Member of the Maryland House of Delegates from the Cecil County district
- In office 1900–1901 Serving with Samuel J. Keys and John H. Kimble
- In office 1894–1896 Serving with Richard L. Thomas Jr. and George S. Woolley

Personal details
- Born: Cecil County, Maryland, U.S.
- Died: May 18, 1939 near North East, Maryland, U.S.
- Resting place: Sharp's Cemetery
- Party: Democratic
- Spouse: Emma O'Connell ​(m. 1902)​
- Children: 2
- Alma mater: University of Pennsylvania
- Occupation: Politician; veterinarian;

= Frank H. Mackie =

American politician and veterinarian (died 1939)

Frank H. Mackie (died May 18, 1939) was an American politician and veterinarian from Maryland. He served as a member of the Maryland House of Delegates, representing Cecil County from 1894 to 1896 and from 1900 to 1901.

==Early life==
Frank H. Mackie was born on a farm near Fair Hill in Cecil County, Maryland, His father was J. Alfred Mackie, who was one of the largest landowners in upper Cecil County. Mackie attended Cecil County schools and graduated from the University of Pennsylvania.

==Career==
Mackie worked as a veterinarian. He practiced his profession in Cecil County until 1899 and then moved to Baltimore. In 1908, Governor Austin Lane Crothers appointed Mackie as state veterinarian. He served in that role for four years. In 1917, Mackie joined the United States Army as a captain. He retired after World War I and returned to Cecil County.

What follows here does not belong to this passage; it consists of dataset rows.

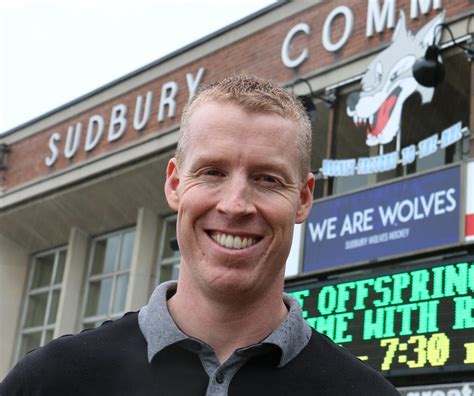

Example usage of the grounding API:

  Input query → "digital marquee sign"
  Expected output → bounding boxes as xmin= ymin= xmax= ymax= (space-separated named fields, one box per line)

xmin=287 ymin=257 xmax=474 ymax=376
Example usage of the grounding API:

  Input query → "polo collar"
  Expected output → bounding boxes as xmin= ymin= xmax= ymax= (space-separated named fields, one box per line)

Mackie was a Democrat. He was a member of the Maryland House of Delegates, representing Cecil County, from 1894 to 1896 and from 1900 to 1901. Mackie ran for the Democratic nomination for the Maryland Senate in 1930, but lost to Cecil Clyde Squier.

==Personal life==
Mackie married Emma O'Connell of Wilmington, Delaware, on November 26, 1902. He had one son and one daughter, Frank H. Jr. and Lavinia.

Mackie died on May 18, 1939, at the age of 74 or 75, at his "Turkey Point" farm, near North East. He was buried at Sharp's Cemetery.